What a useless thing to say to me. I’d like to call up the spirit of his old dog to fetch my frisbee, and everything else that I have ever lost. Then I’d like to put both him and his new dog on a raft and push them out to sea, to the place where all the cross-currents catch you and pull you underneath.
He saw me playing with a frisbee, and he must have thought I was like everyone else down here on the coastal path. But I’m not, and I was seeking a diversion to make me forget what I am, even if only for those few moments while a spinning discus loops across the sky and then boomerangs back to me.
The folk songs of my youth are always played in a bluesy style now. Maybe this is not an auspicious time for my last-ditch attempt to make it as a singing star, but when I met the sugar daddy I just had to give it a try.

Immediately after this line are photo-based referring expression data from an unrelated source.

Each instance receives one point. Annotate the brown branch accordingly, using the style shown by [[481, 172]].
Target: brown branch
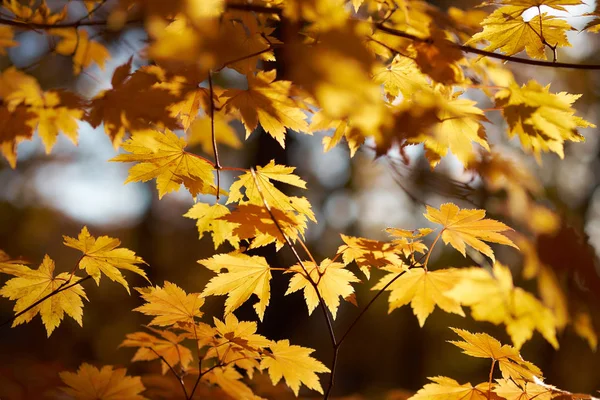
[[62, 287], [289, 243]]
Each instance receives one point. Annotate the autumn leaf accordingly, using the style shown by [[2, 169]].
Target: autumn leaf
[[507, 31], [246, 275], [102, 256], [510, 361], [162, 156], [542, 120], [494, 298], [268, 102], [332, 280], [170, 304], [422, 289], [76, 43], [208, 219], [31, 285], [91, 383], [468, 227], [444, 388], [166, 345], [295, 365]]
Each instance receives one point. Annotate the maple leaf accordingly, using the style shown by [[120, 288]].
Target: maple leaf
[[101, 256], [494, 298], [444, 388], [468, 227], [368, 253], [507, 31], [91, 383], [267, 102], [31, 285], [295, 365], [77, 43], [170, 304], [246, 275], [135, 102], [332, 280], [162, 156], [153, 347], [208, 219], [511, 390], [422, 289], [510, 361], [542, 120]]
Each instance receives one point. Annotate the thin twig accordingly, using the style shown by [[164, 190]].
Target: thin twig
[[62, 287], [212, 132]]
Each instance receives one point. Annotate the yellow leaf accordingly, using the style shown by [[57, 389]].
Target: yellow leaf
[[200, 133], [166, 346], [422, 289], [495, 299], [77, 43], [31, 285], [105, 384], [542, 120], [267, 102], [445, 388], [162, 156], [510, 361], [332, 279], [295, 365], [507, 31], [170, 304], [101, 256], [468, 227], [246, 275], [208, 220]]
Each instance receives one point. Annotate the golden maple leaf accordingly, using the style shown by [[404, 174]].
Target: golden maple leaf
[[167, 348], [494, 298], [246, 275], [162, 156], [101, 256], [170, 304], [422, 289], [449, 389], [294, 364], [332, 280], [31, 285], [76, 43], [507, 31], [102, 384], [510, 361], [267, 102], [542, 120], [468, 227], [208, 219]]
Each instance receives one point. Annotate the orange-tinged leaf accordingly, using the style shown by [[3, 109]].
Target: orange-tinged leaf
[[295, 365], [246, 275], [208, 219], [162, 156], [91, 383], [103, 256], [444, 388], [170, 304], [422, 289], [267, 102], [332, 279], [510, 361], [30, 285], [153, 347], [468, 227]]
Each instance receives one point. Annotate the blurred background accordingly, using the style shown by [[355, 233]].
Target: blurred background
[[48, 196]]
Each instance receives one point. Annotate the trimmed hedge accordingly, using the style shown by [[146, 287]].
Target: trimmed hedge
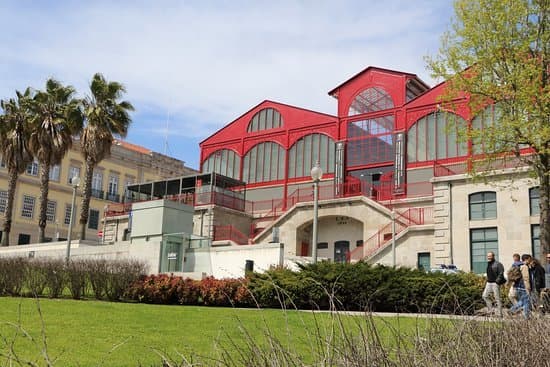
[[169, 289], [99, 278], [360, 286]]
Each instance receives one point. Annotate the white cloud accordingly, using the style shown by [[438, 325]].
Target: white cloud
[[206, 64]]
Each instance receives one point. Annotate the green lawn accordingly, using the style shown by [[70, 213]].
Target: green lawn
[[84, 333]]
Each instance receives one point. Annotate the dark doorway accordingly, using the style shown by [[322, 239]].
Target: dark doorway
[[341, 250]]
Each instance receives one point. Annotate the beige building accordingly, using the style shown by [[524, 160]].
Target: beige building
[[127, 164]]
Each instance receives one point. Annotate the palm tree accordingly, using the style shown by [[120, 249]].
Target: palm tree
[[105, 116], [56, 118], [14, 134]]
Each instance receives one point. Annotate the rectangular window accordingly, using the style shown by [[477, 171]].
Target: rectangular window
[[535, 240], [97, 185], [113, 184], [73, 172], [67, 218], [28, 206], [50, 211], [3, 201], [534, 201], [93, 220], [483, 205], [482, 240], [55, 173], [24, 239], [32, 168]]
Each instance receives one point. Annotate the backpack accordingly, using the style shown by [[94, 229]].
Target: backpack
[[514, 274]]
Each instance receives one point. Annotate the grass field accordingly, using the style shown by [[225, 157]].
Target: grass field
[[91, 333]]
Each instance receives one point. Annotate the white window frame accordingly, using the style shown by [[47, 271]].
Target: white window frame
[[27, 209]]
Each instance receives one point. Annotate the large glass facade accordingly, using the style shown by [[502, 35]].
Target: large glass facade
[[266, 119], [264, 162], [225, 162], [370, 141], [435, 136], [371, 100], [307, 151]]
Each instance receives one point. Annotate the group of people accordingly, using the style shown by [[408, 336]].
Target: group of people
[[529, 288]]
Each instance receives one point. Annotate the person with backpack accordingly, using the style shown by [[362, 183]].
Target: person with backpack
[[523, 286], [512, 292], [495, 278]]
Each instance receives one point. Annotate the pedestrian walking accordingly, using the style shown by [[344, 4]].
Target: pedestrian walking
[[495, 278]]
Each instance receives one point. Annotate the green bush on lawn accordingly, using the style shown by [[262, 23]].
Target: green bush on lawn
[[361, 286]]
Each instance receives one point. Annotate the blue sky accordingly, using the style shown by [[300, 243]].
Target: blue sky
[[194, 66]]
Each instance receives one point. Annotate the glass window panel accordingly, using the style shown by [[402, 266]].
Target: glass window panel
[[421, 140], [246, 168], [411, 144], [430, 142], [253, 163], [292, 162], [269, 118], [267, 163], [307, 155], [331, 155], [442, 137], [300, 158], [260, 162], [281, 168], [534, 201]]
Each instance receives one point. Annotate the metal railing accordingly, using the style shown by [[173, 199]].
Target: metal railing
[[230, 233]]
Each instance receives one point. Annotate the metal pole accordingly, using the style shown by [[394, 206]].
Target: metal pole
[[315, 209], [70, 226], [393, 237]]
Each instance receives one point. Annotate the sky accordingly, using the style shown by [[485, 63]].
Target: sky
[[192, 67]]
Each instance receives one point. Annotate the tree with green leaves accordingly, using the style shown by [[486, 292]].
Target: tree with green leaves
[[14, 138], [57, 117], [106, 116], [498, 52]]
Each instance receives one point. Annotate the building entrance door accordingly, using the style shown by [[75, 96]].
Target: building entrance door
[[424, 261], [341, 250]]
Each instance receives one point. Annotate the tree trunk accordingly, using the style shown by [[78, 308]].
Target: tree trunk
[[44, 188], [86, 195], [544, 191], [12, 182]]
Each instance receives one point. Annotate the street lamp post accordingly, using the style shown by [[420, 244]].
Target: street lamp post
[[75, 182], [316, 175]]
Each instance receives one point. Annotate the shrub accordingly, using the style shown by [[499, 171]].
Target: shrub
[[361, 286], [35, 277], [56, 279], [77, 275], [12, 275]]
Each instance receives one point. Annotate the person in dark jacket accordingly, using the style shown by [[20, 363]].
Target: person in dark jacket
[[495, 270]]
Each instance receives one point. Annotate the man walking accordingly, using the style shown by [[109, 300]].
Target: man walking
[[495, 273], [512, 293]]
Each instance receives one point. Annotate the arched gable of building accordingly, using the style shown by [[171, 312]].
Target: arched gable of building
[[264, 162], [223, 161]]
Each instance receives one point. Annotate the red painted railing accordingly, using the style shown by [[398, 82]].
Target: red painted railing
[[230, 233]]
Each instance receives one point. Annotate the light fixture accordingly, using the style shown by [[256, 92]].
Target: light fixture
[[75, 182], [316, 175]]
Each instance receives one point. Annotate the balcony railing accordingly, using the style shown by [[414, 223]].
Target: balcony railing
[[230, 233], [98, 193]]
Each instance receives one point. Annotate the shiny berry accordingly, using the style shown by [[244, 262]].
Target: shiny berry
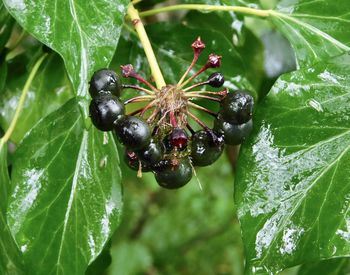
[[216, 80], [178, 138], [105, 80], [133, 132], [173, 174], [105, 109], [237, 107], [151, 154], [234, 134], [206, 147], [133, 161]]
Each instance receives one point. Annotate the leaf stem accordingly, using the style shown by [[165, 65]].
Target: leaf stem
[[21, 101], [208, 8], [140, 29]]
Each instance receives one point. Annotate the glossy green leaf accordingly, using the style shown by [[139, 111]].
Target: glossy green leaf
[[338, 266], [6, 23], [66, 200], [185, 231], [292, 188], [84, 33], [48, 91], [248, 46], [3, 76], [316, 29], [10, 259]]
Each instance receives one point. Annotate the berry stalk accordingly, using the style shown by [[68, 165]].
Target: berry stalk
[[210, 8], [152, 60]]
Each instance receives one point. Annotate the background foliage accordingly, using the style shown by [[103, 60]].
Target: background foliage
[[60, 179]]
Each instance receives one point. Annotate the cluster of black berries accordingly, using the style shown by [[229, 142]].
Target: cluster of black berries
[[158, 136]]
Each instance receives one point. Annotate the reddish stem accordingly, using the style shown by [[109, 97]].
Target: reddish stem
[[204, 96], [196, 119], [125, 86], [128, 71], [198, 107], [173, 119], [196, 85]]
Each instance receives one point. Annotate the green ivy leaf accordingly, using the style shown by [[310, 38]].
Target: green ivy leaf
[[84, 33], [6, 23], [338, 266], [292, 188], [248, 46], [10, 261], [316, 29], [49, 90], [66, 201]]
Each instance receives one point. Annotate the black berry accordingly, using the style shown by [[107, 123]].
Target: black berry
[[216, 80], [133, 132], [173, 174], [237, 107], [234, 134], [105, 109], [178, 138], [151, 154], [133, 161], [206, 147], [105, 80]]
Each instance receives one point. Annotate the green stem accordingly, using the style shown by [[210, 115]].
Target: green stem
[[208, 8], [140, 29], [21, 101]]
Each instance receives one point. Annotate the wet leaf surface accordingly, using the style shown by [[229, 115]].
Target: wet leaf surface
[[292, 188], [84, 33], [10, 258], [66, 200]]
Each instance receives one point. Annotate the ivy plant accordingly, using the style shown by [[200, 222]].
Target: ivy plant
[[61, 178]]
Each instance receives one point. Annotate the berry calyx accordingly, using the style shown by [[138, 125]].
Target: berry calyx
[[206, 147], [234, 134], [237, 107], [216, 80], [178, 139], [133, 162], [105, 109], [133, 132], [105, 80], [214, 61], [173, 174], [157, 129], [151, 154]]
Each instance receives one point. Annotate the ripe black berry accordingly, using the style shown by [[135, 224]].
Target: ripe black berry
[[237, 107], [151, 154], [206, 147], [133, 162], [105, 109], [178, 138], [234, 134], [105, 80], [173, 174], [133, 132], [216, 80]]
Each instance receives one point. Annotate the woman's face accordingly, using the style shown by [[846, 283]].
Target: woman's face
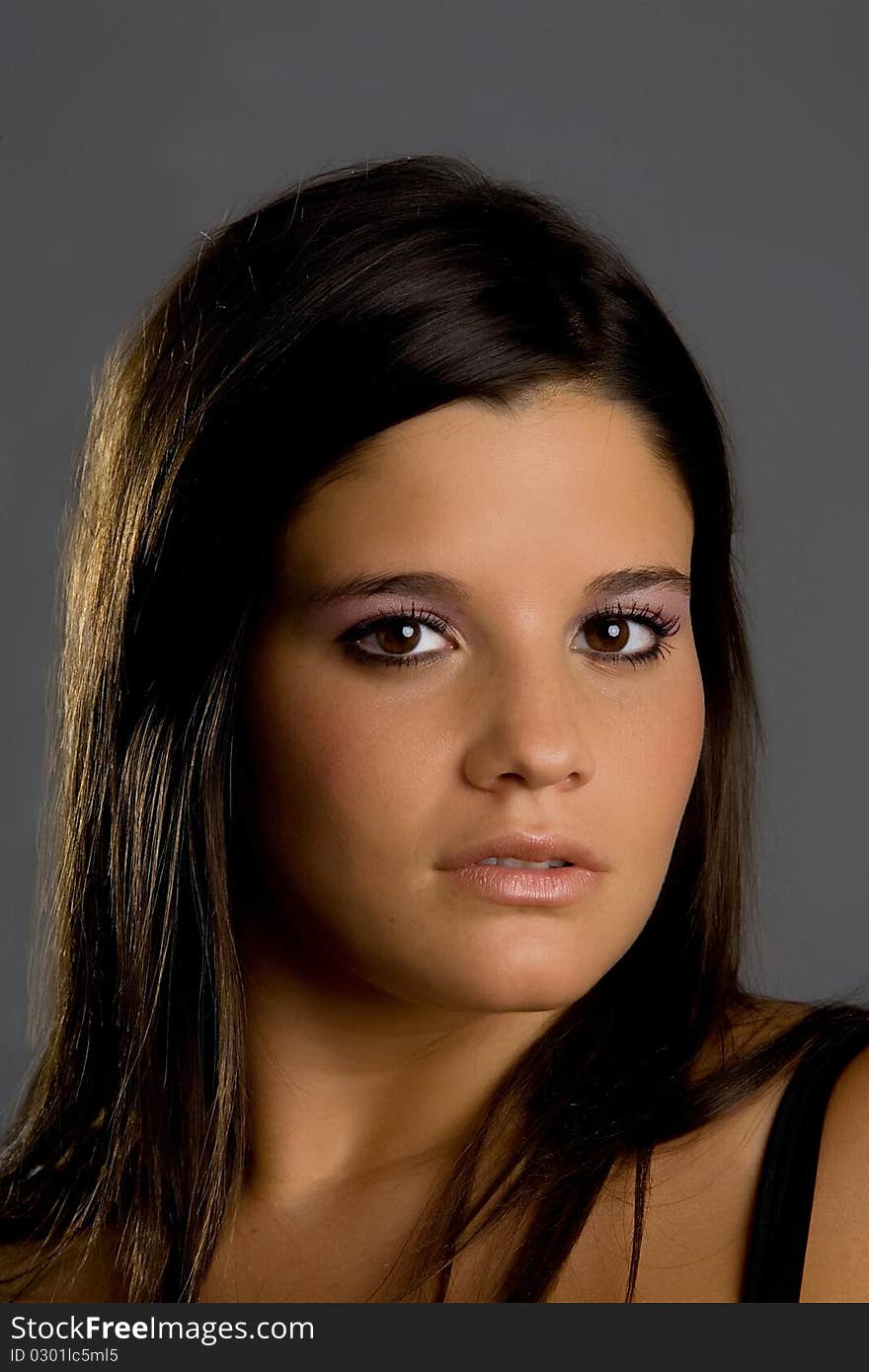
[[369, 773]]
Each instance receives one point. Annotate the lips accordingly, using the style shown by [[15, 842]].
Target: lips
[[528, 847]]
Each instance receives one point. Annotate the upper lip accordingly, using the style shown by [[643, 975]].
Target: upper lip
[[528, 848]]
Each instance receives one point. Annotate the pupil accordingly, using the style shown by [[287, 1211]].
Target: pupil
[[401, 636], [612, 636]]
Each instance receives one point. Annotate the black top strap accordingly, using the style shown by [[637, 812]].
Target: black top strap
[[785, 1192]]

Now I’m up here on the vertigo heights of this stage, leaning over the microphone as I cajole the audience to look beyond the mundane consciousness of every day to something wilder, which refreshes like a spring of mineral water. Belting out the song I am not; my natural voice is soft, and the rhythm section says it better than I can with even the most basic beat. Just close your eyes and any rhythm is a path to an altered state. Under the stage lights the shadows of amplifiers lengthen unexpectedly and gyrate to the music. Dissolution follows, at least for the concert hall, yet here we all stand at the end so our shadow play cannot be over.
He doesn’t care whether I’m here to sign autographs or to lift hearts; it’s just a gig to him, and who am I to pretend to have met a sugar daddy? It’s really the Devil.
I’ve been working on some darker flash fiction. Here’s the first one:
Children are jumping through hula hoops in the field opposite the duck pond. There’s so little green open space here; it’s all endless city streets that smell like the inside of an empty can. That’s why the children like to come here: to feel grass under their feet, to see water and wild birds and boats.
There has been a scare about the algae, though. It may not be safe to stand near the green and white crust that spread over the pond last year, and the park was closed for a few weeks while it was cleared away. That looks like a bit of it growing again, in a corner of the pond. My throat feels tight; I hope I’m standing far enough away.
Perhaps I should phone up and report it, especially as there’s a child on her knees now, hoop abandoned on the ground and her face turning blue. I so much hope I didn’t spoil this area when I planted the algae. It was just an experiment: mixing plants from the secret witch’s herb garden with habitats of the inner city.